Mukremin Kilic is the Ted and Cuba Webb Presidential Professor of Astrophysics & Cosmology in the Homer L. Dodge Department of Physics & Astronomy at the University of Oklahoma. He earned a B.Sc. from Bogazici University in 1999 and a Ph.D. from the University of Texas at Austin in 2006. Kilic's research specializes in identifying and characterizing the white dwarf population in the solar neighborhood, including single white dwarfs and double white dwarf systems. His team has identified binary white dwarf systems with orbital periods as short as 12 minutes, which will merge in a few million years. These discoveries enable precise constraints on white dwarf evolution through gravitational wave detections by the upcoming LISA mission.

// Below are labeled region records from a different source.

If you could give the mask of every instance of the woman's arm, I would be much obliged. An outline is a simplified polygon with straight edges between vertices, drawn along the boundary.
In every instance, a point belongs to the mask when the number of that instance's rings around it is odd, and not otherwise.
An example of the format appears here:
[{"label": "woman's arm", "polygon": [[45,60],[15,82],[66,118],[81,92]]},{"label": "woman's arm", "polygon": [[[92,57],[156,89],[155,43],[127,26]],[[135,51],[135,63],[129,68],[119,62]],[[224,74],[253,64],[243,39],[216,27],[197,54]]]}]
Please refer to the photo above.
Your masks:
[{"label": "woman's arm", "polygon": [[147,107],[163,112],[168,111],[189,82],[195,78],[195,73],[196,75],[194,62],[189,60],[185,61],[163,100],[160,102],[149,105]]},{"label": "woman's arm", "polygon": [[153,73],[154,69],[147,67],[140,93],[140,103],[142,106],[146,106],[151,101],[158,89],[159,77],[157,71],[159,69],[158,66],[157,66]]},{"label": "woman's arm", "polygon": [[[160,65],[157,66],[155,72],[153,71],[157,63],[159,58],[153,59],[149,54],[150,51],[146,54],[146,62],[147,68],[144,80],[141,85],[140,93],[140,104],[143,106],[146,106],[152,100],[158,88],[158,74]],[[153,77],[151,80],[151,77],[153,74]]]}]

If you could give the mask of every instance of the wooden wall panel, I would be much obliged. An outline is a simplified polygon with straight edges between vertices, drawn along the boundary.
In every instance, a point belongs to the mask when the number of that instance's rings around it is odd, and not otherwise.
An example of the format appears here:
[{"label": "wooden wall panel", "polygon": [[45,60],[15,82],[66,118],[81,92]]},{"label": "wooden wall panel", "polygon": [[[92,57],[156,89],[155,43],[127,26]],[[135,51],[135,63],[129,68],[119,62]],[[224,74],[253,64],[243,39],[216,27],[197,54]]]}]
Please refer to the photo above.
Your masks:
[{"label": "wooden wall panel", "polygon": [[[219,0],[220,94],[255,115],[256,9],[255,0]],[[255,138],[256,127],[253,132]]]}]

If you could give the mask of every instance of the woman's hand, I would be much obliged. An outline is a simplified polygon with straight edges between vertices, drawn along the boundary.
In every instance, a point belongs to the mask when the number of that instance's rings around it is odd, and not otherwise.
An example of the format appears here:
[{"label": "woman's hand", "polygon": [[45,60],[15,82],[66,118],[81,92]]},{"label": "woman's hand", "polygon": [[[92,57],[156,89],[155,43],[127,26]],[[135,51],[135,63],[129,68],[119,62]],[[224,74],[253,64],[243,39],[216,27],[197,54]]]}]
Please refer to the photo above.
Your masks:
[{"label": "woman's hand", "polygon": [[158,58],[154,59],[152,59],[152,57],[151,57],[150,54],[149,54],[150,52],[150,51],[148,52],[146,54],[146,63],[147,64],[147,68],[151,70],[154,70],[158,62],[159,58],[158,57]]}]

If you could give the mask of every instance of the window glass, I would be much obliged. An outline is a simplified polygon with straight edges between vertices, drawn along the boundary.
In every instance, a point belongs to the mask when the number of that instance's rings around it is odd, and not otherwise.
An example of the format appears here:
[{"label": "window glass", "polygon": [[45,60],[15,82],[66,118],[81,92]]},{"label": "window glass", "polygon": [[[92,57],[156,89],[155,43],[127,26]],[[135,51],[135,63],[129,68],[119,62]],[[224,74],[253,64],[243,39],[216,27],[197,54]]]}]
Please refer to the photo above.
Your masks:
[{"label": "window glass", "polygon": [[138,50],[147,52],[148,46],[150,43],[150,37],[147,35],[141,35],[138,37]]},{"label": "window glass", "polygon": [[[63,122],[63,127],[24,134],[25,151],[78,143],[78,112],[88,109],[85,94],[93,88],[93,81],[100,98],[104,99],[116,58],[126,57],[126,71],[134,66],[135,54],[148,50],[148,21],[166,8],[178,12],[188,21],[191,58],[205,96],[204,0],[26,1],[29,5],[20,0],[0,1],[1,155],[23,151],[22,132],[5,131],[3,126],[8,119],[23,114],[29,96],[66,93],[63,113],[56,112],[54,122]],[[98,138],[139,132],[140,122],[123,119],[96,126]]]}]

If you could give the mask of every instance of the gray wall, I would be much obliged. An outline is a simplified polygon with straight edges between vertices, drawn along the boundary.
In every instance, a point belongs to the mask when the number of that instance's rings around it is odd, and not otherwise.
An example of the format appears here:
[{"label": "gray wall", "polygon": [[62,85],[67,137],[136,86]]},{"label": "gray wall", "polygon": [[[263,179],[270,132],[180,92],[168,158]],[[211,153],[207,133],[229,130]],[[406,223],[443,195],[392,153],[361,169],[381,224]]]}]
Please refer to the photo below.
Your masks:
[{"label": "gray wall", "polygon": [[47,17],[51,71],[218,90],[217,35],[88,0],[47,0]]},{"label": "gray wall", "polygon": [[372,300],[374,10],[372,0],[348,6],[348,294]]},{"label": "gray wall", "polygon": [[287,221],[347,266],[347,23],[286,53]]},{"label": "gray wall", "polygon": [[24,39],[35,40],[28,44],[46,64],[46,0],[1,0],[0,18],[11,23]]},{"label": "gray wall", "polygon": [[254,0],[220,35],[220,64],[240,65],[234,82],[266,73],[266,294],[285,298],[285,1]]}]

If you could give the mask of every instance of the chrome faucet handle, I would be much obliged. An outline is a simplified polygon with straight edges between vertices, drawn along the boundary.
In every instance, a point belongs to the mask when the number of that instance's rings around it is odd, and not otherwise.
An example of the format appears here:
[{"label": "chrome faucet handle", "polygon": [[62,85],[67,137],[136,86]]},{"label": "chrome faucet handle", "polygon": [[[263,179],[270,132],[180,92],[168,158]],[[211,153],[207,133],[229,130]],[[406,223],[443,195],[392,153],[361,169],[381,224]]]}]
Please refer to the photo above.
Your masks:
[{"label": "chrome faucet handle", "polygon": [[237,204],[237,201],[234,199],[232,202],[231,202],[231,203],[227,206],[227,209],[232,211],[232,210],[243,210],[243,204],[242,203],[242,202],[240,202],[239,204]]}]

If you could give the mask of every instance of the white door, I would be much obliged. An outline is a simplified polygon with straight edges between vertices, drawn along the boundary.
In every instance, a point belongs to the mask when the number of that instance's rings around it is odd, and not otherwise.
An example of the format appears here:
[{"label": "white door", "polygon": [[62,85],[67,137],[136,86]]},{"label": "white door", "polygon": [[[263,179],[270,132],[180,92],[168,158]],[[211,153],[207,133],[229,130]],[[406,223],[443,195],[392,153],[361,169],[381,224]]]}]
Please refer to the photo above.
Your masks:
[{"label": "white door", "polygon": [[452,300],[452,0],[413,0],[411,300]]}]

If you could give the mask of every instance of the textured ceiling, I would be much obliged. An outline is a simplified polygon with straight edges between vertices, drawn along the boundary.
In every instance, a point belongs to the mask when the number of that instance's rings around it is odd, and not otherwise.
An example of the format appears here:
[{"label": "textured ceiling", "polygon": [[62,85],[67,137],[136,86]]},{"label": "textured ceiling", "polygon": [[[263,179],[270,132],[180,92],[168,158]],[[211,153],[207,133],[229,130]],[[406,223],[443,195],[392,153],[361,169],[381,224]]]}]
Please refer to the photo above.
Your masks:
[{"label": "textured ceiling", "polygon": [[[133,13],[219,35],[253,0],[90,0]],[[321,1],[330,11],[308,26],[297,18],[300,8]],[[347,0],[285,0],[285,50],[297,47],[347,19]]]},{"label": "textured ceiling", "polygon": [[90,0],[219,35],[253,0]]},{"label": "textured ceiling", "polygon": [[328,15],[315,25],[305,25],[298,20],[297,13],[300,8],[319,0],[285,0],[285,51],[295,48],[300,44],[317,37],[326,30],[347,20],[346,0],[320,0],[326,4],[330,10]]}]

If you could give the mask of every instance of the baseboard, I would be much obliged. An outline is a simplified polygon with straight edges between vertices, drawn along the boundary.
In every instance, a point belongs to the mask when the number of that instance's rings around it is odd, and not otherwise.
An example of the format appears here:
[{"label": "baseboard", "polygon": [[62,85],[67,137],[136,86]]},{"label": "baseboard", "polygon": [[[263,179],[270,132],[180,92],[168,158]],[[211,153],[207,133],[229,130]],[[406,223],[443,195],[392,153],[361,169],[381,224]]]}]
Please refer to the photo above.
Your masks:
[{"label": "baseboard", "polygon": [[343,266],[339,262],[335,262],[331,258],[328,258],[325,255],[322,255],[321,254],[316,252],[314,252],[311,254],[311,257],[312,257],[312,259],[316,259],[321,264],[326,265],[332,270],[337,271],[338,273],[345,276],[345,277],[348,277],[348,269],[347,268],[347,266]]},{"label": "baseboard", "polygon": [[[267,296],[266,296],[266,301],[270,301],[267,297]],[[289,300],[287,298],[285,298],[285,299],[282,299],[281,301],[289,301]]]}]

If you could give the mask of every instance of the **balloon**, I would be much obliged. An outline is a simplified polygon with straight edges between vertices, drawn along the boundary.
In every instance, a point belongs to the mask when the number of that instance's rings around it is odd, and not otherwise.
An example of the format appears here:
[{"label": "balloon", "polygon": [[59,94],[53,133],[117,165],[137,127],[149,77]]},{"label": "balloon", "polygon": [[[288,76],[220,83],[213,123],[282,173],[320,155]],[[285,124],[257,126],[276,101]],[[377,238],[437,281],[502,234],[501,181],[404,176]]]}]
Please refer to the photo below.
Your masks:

Kilic also examines the formation and fate of planetary systems around Sun-like and intermediate-mass stars, leveraging white dwarfs as remnants to study late-stage stellar evolution effects. He employs ground- and space-based telescopes to detect planetary companions and debris disks around white dwarfs. His contributions have advanced understanding of post-main-sequence planetary systems. With over 8,700 citations and an h-index of 53 on Google Scholar, key publications include "The merger fraction of ultramassive white dwarfs" (MNRAS, 2023), "The Discovery of Two LISA Sources within 0.5 kpc" (ApJL, 2021), and "The 100 pc White Dwarf Sample in the SDSS Footprint" (ApJ, 2020). Awards and honors encompass the Regents’ Award for Superior Research and Creative Activity (2026), Carl T. Bush Lectureship (2023-2025), Ted and Cuba Webb Presidential Professorship, and selection for NASA's ULTRASAT Participating Scientists Program to search for planets around white dwarfs.